Kamis, 28 Januari 2016

cerbung 4

SI GADIS KAMBING
;part 4

Rintik-rintik hujan masih bersenandung menghias langit pagi. Suara gemericik airnya yang jatuh menempa atap rumah, seolah menjadi melodi penyenyak bagi mata-mata yang enggan terjaga.

Pagi yang cukup sepi. Jalanan yang basah, dengan beberapa genangan air yang memenuhi bagian-bagian berlubangnya. Kecoklatan. Keruh. Air bercampur lumpur. Ya, begitulah keadaan desa Zubaidah. Jalanan depan rumahnya masih berupa tanah. Aspal hanya di jalur khusus yang digunakan untuk menghubungkan satu desa ke desa lain. Dan itupun bukan keadaan jalan aspal yang mulus.

Gadis berlesung pipit itu segera bangkit dari posisinya--membantu sang ibu menyiapkan sarapan. "Bu, perutku mules. Ini...  Ibu terusin ya ngulek bumbunya!"

Tanpa menunggu jawaban dari sang ibu, Zubaidah sudah setengah berlari menuju ke toilet. Dan di saat yang bersamaan, tangannya bersentuhan dengan tangan Raka yang kebetulan pagi itu juga hendak ke kamar mandi--kamar mandi dan toilet satu ruang. Sontak Gadis yang sedang menahan sakit perutnya itu, menoleh. Segera menarik tangannya yang sempat hangat ketika kulit mereka saling bersentuhan. Cowok yang rambutnya masih acak-acakan itu pun melakukan hal yang sama. Kaget.

"Eh, gue duluan!" ucap Raka yang di bahu kirinya sudah menggantung handuk berwarna biru.

"Eh, enak aja. Orang aku duluan," sergah Zubaidah tak mau kalah. Wajahnya sudah bercampur aduk, antara sakit di perut dan sisa rona akibat persentuhan tangannya dengan Raka. Entah kenapa, seolah ada aliran listrik bertegangan tinggi yang tiba-tiba membuat jantungnya berdegup kencang.

"Please, gue dulu ya! Gue gak lama kok mandinya. Gue udah telat ini. Ada pertemuan di balai kampung," rengek cowok berhidung lebih itu pada Zubaidah. Namun belum sempat Zubaidah menjawab rengekan Raka, tiba-tiba, tuuutt! Tanpa pikir panjang, gadis berambut hitam itu..., menerjang tangan Raka. Masuk ke toilet dan mengunci pintunya.

Raka kian gusar, berkali-kali dia panggil Zubaidah yang sudah sekitar sepuluh menitan belum juga keluar. Sementara pagi ini ia ada pertemuan dengan Pak Khoirul. Huffft! Sial. Gumam Raka. Akhirnya ia pun memutuskan untuk kembali ke kamarnya.

Dua puluh menit berlalu. Zubaidah keluar dari toilet dengan wajah lega. Matanya berkeliling menyapu sekitar tempatnya. "Loh, kemana tuh cowok belagu?"

"Udah enakan, Nduk, perutnya?"

"Sampon, Bu. Oya, Bu. Itu tadi siapa, em..., cowok kota yang sok itu kemana?"

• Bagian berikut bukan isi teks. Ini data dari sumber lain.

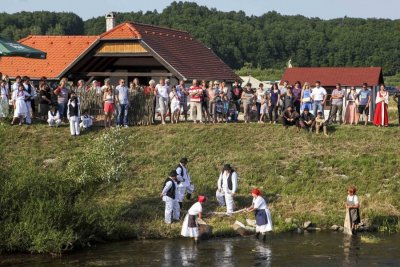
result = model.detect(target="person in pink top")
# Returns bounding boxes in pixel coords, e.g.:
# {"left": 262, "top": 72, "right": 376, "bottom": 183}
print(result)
{"left": 189, "top": 79, "right": 203, "bottom": 123}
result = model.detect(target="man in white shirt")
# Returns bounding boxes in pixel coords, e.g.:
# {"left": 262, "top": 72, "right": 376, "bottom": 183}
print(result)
{"left": 160, "top": 170, "right": 180, "bottom": 224}
{"left": 22, "top": 76, "right": 37, "bottom": 125}
{"left": 115, "top": 79, "right": 129, "bottom": 128}
{"left": 176, "top": 157, "right": 194, "bottom": 209}
{"left": 216, "top": 164, "right": 238, "bottom": 215}
{"left": 311, "top": 81, "right": 327, "bottom": 116}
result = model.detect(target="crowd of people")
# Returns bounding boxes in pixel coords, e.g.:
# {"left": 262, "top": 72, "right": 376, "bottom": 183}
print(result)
{"left": 160, "top": 158, "right": 361, "bottom": 243}
{"left": 1, "top": 71, "right": 399, "bottom": 135}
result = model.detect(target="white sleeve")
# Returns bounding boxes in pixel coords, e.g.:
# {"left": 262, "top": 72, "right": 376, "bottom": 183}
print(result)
{"left": 48, "top": 111, "right": 53, "bottom": 119}
{"left": 176, "top": 166, "right": 184, "bottom": 182}
{"left": 217, "top": 173, "right": 222, "bottom": 190}
{"left": 231, "top": 172, "right": 238, "bottom": 193}
{"left": 162, "top": 181, "right": 172, "bottom": 195}
{"left": 353, "top": 195, "right": 359, "bottom": 205}
{"left": 253, "top": 197, "right": 261, "bottom": 209}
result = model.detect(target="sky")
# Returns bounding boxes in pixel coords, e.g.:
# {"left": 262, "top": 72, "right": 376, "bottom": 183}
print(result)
{"left": 1, "top": 0, "right": 399, "bottom": 20}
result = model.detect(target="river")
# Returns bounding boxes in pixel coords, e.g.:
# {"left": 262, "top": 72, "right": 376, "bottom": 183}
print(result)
{"left": 1, "top": 232, "right": 399, "bottom": 266}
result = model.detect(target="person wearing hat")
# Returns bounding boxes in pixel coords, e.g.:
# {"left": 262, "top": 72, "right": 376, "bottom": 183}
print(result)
{"left": 176, "top": 158, "right": 194, "bottom": 209}
{"left": 47, "top": 105, "right": 61, "bottom": 127}
{"left": 160, "top": 170, "right": 180, "bottom": 224}
{"left": 216, "top": 164, "right": 238, "bottom": 215}
{"left": 67, "top": 91, "right": 81, "bottom": 136}
{"left": 246, "top": 188, "right": 273, "bottom": 240}
{"left": 181, "top": 195, "right": 206, "bottom": 242}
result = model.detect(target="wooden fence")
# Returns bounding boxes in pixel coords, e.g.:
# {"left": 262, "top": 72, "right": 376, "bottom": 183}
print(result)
{"left": 78, "top": 90, "right": 155, "bottom": 126}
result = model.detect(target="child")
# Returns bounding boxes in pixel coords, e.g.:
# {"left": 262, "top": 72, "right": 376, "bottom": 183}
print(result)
{"left": 11, "top": 84, "right": 30, "bottom": 126}
{"left": 345, "top": 186, "right": 360, "bottom": 234}
{"left": 215, "top": 95, "right": 224, "bottom": 123}
{"left": 259, "top": 94, "right": 268, "bottom": 123}
{"left": 228, "top": 101, "right": 237, "bottom": 122}
{"left": 67, "top": 91, "right": 80, "bottom": 136}
{"left": 169, "top": 86, "right": 181, "bottom": 124}
{"left": 47, "top": 105, "right": 61, "bottom": 127}
{"left": 315, "top": 111, "right": 328, "bottom": 136}
{"left": 181, "top": 196, "right": 206, "bottom": 243}
{"left": 222, "top": 94, "right": 229, "bottom": 122}
{"left": 80, "top": 109, "right": 94, "bottom": 129}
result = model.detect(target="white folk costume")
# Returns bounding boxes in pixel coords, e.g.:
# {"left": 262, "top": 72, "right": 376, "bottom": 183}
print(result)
{"left": 346, "top": 194, "right": 360, "bottom": 227}
{"left": 181, "top": 202, "right": 203, "bottom": 238}
{"left": 80, "top": 114, "right": 94, "bottom": 129}
{"left": 176, "top": 162, "right": 194, "bottom": 205}
{"left": 252, "top": 195, "right": 273, "bottom": 233}
{"left": 216, "top": 167, "right": 238, "bottom": 214}
{"left": 12, "top": 90, "right": 29, "bottom": 118}
{"left": 0, "top": 86, "right": 9, "bottom": 117}
{"left": 47, "top": 109, "right": 61, "bottom": 127}
{"left": 23, "top": 83, "right": 36, "bottom": 124}
{"left": 373, "top": 91, "right": 389, "bottom": 126}
{"left": 161, "top": 176, "right": 180, "bottom": 224}
{"left": 67, "top": 97, "right": 81, "bottom": 136}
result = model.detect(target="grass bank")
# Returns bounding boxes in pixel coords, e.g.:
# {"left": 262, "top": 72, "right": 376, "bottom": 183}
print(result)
{"left": 0, "top": 109, "right": 399, "bottom": 254}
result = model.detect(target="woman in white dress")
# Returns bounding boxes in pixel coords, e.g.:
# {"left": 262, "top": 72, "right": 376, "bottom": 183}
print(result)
{"left": 11, "top": 84, "right": 30, "bottom": 125}
{"left": 0, "top": 80, "right": 9, "bottom": 119}
{"left": 345, "top": 185, "right": 360, "bottom": 234}
{"left": 181, "top": 195, "right": 206, "bottom": 242}
{"left": 169, "top": 86, "right": 181, "bottom": 124}
{"left": 246, "top": 188, "right": 273, "bottom": 241}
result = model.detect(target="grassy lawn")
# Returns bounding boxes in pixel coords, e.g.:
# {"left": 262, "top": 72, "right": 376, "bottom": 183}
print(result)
{"left": 0, "top": 104, "right": 399, "bottom": 253}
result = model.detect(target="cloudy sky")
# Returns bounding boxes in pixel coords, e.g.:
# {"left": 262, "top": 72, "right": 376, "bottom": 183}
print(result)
{"left": 1, "top": 0, "right": 399, "bottom": 20}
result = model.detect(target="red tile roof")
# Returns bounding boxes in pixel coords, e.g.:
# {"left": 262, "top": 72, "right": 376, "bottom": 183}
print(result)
{"left": 0, "top": 35, "right": 98, "bottom": 79}
{"left": 280, "top": 67, "right": 384, "bottom": 87}
{"left": 131, "top": 22, "right": 239, "bottom": 81}
{"left": 100, "top": 23, "right": 141, "bottom": 39}
{"left": 0, "top": 22, "right": 239, "bottom": 81}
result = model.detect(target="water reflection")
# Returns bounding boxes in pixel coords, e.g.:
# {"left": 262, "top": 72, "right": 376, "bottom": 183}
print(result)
{"left": 253, "top": 242, "right": 272, "bottom": 267}
{"left": 342, "top": 235, "right": 361, "bottom": 267}
{"left": 162, "top": 241, "right": 198, "bottom": 267}
{"left": 219, "top": 241, "right": 234, "bottom": 267}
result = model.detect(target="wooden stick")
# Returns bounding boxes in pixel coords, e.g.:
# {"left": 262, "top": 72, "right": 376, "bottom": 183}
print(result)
{"left": 207, "top": 208, "right": 246, "bottom": 216}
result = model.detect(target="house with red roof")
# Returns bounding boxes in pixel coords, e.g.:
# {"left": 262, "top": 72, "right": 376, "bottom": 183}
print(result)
{"left": 0, "top": 17, "right": 239, "bottom": 85}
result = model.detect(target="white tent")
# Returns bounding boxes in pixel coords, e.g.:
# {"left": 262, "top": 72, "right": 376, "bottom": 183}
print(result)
{"left": 240, "top": 76, "right": 271, "bottom": 89}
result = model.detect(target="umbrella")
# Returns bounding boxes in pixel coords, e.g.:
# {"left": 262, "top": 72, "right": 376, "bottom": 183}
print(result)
{"left": 0, "top": 37, "right": 46, "bottom": 59}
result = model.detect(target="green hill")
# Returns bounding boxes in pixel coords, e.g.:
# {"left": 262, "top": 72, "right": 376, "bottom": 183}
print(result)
{"left": 0, "top": 107, "right": 399, "bottom": 253}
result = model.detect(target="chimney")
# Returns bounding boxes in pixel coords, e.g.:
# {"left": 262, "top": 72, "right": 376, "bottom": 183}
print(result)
{"left": 106, "top": 12, "right": 116, "bottom": 31}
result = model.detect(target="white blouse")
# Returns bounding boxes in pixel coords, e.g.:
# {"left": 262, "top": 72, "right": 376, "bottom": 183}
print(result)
{"left": 346, "top": 195, "right": 359, "bottom": 206}
{"left": 188, "top": 202, "right": 202, "bottom": 216}
{"left": 253, "top": 196, "right": 268, "bottom": 210}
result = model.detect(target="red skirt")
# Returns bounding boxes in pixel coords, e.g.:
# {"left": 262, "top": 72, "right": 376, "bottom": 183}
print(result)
{"left": 373, "top": 102, "right": 388, "bottom": 126}
{"left": 104, "top": 102, "right": 115, "bottom": 113}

"Siapa maksudmu, Nduk? Raka?"

Ih, ngapain sih si ibu pakai hapal tuh nama cowok? Gumam Zubaidah kesal dalam hati. Zubaidah tersenyum tipis, mengangguk. "Njih, Bu."

"Kamu ndak boleh bicara begitu. Kan kamu udah tahu namanya to? Menurut ibu dia anaknya baik, sopan juga, Nduk."

"Sopan? Sopan dari Hong Kong. Aku tuh kesel banget sama dia, Bu. Kalau bukan gara-gara dia yang ugal-ugalan di jalan. Pasti anak embekku ndak mati. Kan itu jatahku, Bu." Gadis penyuka hujan itu memonyongkan bibirnya, memasang wajah kesal.

Ibunya Zubaidah hanya tersenyum menanggapi ucapan putrinya. "Soal itu dia sudah cerita semalam sama bapak dan ibu. Sekaligus minta maaf. Dia merasa menyesal karena akibat ulahnya, anak kambingmu mati."

"Kok dia ndak minta maaf ke aku sih, Bu?"

"Lagian embekmu itu kan sudah mati. Mau digimanain pun ya sudah mati. Ndak ada gunanya kamu mau marah atau apa sama Raka."

Hufftt! Zubaidah mendengus kesal. Bisa-bisanya ibu lebih membela cowok itu dari pada anaknya sendiri. Omel Zubaidah dalam hati.

Setelah selesai membantu sang ibu di dapur, gadis yang lebih suka menghabiskan waktu bersama kambing-kambing peliharaannya itu, mengintip ke kamarnya. Tepatnya kamar yang kini dihuni dua cowok asing yang sedang KKN di desanya. Pasti nasib kamarku sekarang udah lebih mirip kapal pecah. Tanpa sadar, tangan Zubaidah telah membuka pintu kamar yang tak terkunci itu. Kosong? Loh, kemana tuh cowok belagu itu? Bukannya tadi dia bilang mau mandi?

Kedua mata Zubaidah sempat melongo ketika ia telah tepat masuk ke dalam kamarnya. Bagaimana bisa? Di mana kapal pecah itu? Bukankah seharusnya kamar cowok sebelagu itu berantakan? Namun ini justru tidak. Pakaian menggantung rapi, beberapa buku yang berada di atas meja pun, tak terlihat acak-acakan. Dan bahkan selimut yang sempat ia berikan semalam untuk menyelimuti tidur kedua cowok itu, sudah terlipat rapi di atas ranjang.

Zubaidah melangkahkan kakinya mendekati meja. Ada sebuah buku yang menarik rasa penasarannya. Selama ini gadis penggemar warna ungu itu, memang hobby membaca. Hanya sayang, keinginannya untuk sekolah harus patah lantaran orang tuanya yang merasa tak sanggup untuk membiayai. 'Rembulan Tenggelam di Wajahmu' bibir Zubaidah bergerak-gerak membaca judul sampul tersebut. Rupanya Raka memiliki hobby yang sama dengannya--membaca.

Namun sial, saat belum sempat Zubaidah keluar dari kamar. Sebuah langkah tergesa sedang berjalan menuju ke tempatnya.

"Tunggu bentar, Bro. Gue ganti baju dulu ya!" Jelas itu suara Raka yang berbicara dengan temannya yang barangkali sedang menunggu di depan.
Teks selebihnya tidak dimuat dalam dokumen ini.